There are substantial tax advantages in making a gift of crops that do not exist with the traditional type of charitable donation made with using a check or cash.

For example, Larry and Francine operate their family farm.  During 2014, they gave a total of $5,000 to their local church.  This amount was given to the church in the form of weekly checks. In order to obtain any tax benefit from the $5,000 donation, they must itemize their deductions for the year instead of claiming the standard deduction.  

For 2014, the standard deduction is $12,400 for a couple filing jointly. Larry and Francine will need a substantial amount of other itemized deductions in order to make it worthwhile to itemize their deductions rather than claim the standard deduction. Generally, if they don't itemize, there will not be any tax benefit from the usual cash-or-check $5,000 charitable donation.

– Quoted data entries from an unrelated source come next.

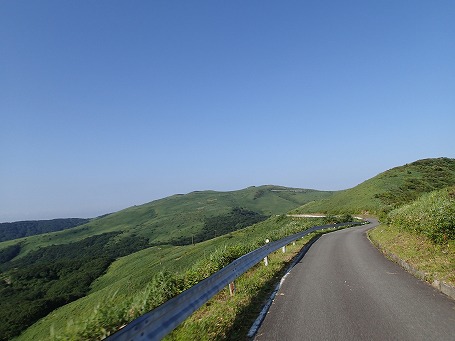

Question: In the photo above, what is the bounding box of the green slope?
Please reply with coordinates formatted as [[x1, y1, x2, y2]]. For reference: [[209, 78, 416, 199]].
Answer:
[[0, 185, 332, 257], [18, 216, 323, 340], [0, 186, 330, 339], [293, 158, 455, 215]]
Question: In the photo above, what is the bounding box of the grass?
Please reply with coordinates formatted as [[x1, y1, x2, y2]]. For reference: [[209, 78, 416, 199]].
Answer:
[[292, 158, 455, 218], [18, 216, 328, 340], [165, 236, 318, 341], [0, 186, 332, 257], [368, 225, 455, 286]]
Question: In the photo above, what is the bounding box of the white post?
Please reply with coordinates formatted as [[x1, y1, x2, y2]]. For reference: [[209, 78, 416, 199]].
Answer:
[[264, 239, 270, 266], [229, 282, 235, 296]]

However, if Larry and Francine instead give the church a gift of crops with a value of $5,000, the following advantages may exist:

  • The value of the donated crops is not included on Schedule F
  • The expenses associated with the production of the donated crops are deductible on Schedule F
  • There are no federal or state income taxes paid on the value of the donated crops
  • There is no self-employment tax paid on the value of the donated crops
  • Yield records are not affected by the donation

With a crop donation, tax savings from the donated crops will still exist whether Larry and Francine choose to itemize deductions for the year or claim the standard deduction. If it isn't worth itemizing deductions in 2014, Larry and Francine can claim the standard deduction of $12,400 and still obtain all of the tax advantages of the donated crops.

In addition, with self-employment taxes now at 15.3 percent, the overall tax savings from donated crops can be substantially higher than the tax savings that results from the ordinary cash-or-check type of donation, which generally does not provide a self-employment tax savings.